2021-01-08T16:53:31.004Z


The Trump era unveiled itself to reveal the ugliness within America, one that the United States can no longer ignore, but has always existed. It is embedded in the murders of black Americans, in police brutality and systematic racism; It is shown in the reaction to the Black Lives Matter movement, MeToo, the rise of white supremacism. | United States | CNN


Attack on the Capitol, how did we get here?

3:48

Istanbul, Turkey (CNN) -

The events that unfolded in Washington DC on Wednesday are not the same as elsewhere, in countries often referred to as "third world" or "developing" or "there." .

Those are places where, lest we forget, the United States has often meddled or invaded under the auspices of bringing democracy.


Sure there are superficial similarities in the videos of the mob storming the US Capitol and, say, the time when Shiite protesters stormed the Iraqi parliament in 2016. Back then, in Iraq, protesters had taken the arms by stalling parliament on forming a government and were demanding a proposed cabinet reshuffle.

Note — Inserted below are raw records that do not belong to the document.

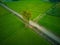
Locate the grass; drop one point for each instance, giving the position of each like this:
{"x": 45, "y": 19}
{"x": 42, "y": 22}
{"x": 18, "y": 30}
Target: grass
{"x": 14, "y": 32}
{"x": 52, "y": 22}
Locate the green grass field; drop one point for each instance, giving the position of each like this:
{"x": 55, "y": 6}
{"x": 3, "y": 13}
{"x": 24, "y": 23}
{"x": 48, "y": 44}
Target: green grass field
{"x": 14, "y": 32}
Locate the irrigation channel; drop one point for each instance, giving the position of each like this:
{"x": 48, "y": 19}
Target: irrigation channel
{"x": 49, "y": 36}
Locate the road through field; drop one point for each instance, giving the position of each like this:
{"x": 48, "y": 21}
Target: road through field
{"x": 49, "y": 35}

They were mostly supporters of the radical Shiite cleric Muqtada al-Sadr, who had incited them to protest for him.

LOOK: ANALYSIS |

"This is not America": the world watched the Capitol uprising in horror

Take tear gas and explosions from Washington and you can make a cursory comparison with Libya, when gunmen loyal to renegade General Khalifa Haftar stormed parliament in 2014;

a bit of a stretch, but even to Kabul in 2015 when the Taliban launched a deadly attack on parliament;

Egypt in 2013, when a popular coup removed Mohamed Morsi from power.

But what is happening in the United States is uniquely American.

It is the monster of that country, just like the monsters elsewhere (they are often allowed to exist, it should be mentioned, through the support, overt or covert, of the US and the West) are unique in the nations where they exist. .

FBI continues investigation into Washington riots 1:11

Most Americans are horrified and disgusted by what has happened, seeing an attempt to steal their democracy, almost shattered, with an uncertain future and full of lies and fiction propagated by the highest seat of power.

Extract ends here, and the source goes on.